God damn, it’s good to be back, Campbell thought.

“Ready,” Luke Murphy yelled over the prop blast, sliding up beside him. Murphy had also served in the Task Force, one of three he’d recruited to work with him when he went private sector. Murphy knew this country like the back of his ass: by feel, if not necessarily by sight.

“Then get a move on,” Campbell yelled. The Vipers’ honeycomb wheels spun and vehicles leapt out of the plane and onto the tarmac, lined up and ready to prowl. If a Humvee, a Porsche, and a tank had an orgy, it would produce a Sand Viper. They were quicker than a Hummer, more maneuverable than a tank, and could take a hit in battle. They were the opposite of the armed dune buggies U.S. SpecOps favored, which had zero armor protection. Campbell always felt like he was riding around in an eggshell in those things; they were only good for running the wrong way rather than closing with the enemy. The Vipers could eat a dune buggy and shit it into the dirt.

God damn, it’s good to be back, Campbell thought again, as the Vipers lined up. The aircraft’s rear ramp retracted, and he returned the crew chief’s thumbs-up. The pilots throttled the engines, and Campbell saluted as the bird rolled down the runway and into the sky.

“Adios, dipshits,” he said, swapping his salute for the middle finger. In Vietnam, the soldiers loved their combat pilots, because combat pilots landed in enemy fire to save their asses. For mercs, the pilots were nothing more than bus drivers. They took the men close to where they needed to go, then got the hell out.

Campbell watched the plane disappear, its silhouette fading into the dawn sky as he removed his ear plugs. The air felt heavy after standing inside a sonic event, but damn if it didn’t feel good. This place, Iraq, had forged a generation of warriors, for good and for bad. It was their place: the professional members of the gladiatorial class, millennial generation. Whether that was a moral thing or not, Jase Campbell didn’t much care. He wasn’t a politician or a philosopher. He just came to kick ass until there was no more ass to kick.

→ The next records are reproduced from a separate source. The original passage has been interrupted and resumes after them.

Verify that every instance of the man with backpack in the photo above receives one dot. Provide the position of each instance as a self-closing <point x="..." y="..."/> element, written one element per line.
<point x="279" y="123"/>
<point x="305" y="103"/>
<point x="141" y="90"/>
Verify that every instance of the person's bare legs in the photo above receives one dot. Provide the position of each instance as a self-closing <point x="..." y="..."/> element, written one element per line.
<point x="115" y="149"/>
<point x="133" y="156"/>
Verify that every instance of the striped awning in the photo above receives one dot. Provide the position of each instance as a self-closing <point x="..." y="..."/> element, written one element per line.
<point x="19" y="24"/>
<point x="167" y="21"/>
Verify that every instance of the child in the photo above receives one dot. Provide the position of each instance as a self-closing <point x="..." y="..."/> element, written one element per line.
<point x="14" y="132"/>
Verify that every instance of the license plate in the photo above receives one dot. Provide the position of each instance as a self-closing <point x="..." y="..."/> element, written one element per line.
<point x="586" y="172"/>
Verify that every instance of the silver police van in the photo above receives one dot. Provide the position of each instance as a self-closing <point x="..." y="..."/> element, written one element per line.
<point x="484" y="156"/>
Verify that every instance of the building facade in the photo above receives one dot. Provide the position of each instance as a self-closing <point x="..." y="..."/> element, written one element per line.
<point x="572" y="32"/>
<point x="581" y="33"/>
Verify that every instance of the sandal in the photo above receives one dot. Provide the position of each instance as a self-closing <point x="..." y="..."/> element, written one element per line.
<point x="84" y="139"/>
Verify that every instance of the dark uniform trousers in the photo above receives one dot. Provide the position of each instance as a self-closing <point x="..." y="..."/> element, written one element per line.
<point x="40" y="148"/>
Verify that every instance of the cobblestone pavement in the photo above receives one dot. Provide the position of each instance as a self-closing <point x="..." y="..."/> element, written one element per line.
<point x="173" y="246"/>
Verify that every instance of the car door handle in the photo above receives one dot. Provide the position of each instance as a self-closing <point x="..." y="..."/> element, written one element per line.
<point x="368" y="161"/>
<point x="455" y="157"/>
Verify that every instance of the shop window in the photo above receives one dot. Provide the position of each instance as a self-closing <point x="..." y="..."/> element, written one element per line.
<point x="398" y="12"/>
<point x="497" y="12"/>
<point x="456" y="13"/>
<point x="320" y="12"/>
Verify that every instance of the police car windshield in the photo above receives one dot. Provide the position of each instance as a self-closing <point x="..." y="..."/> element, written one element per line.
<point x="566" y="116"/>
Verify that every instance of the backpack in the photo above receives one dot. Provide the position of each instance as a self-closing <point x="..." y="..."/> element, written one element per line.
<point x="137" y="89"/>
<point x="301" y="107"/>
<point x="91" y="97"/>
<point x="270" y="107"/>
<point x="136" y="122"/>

He took out his satellite phone as he hopped into the lead vehicle and dialed the Apollo Outcomes tactical operations center outside Washington, DC. His mission officer, Rodriguez, picked up.

“We’re here,” Campbell confirmed. He waited. He nodded. “Got it.”

“Move out,” he called to his team, drawing circles in the air with his right hand, and then pointing forward like he was chopping air.

Twelve minutes after hitting the ground in Erbil, they were gone.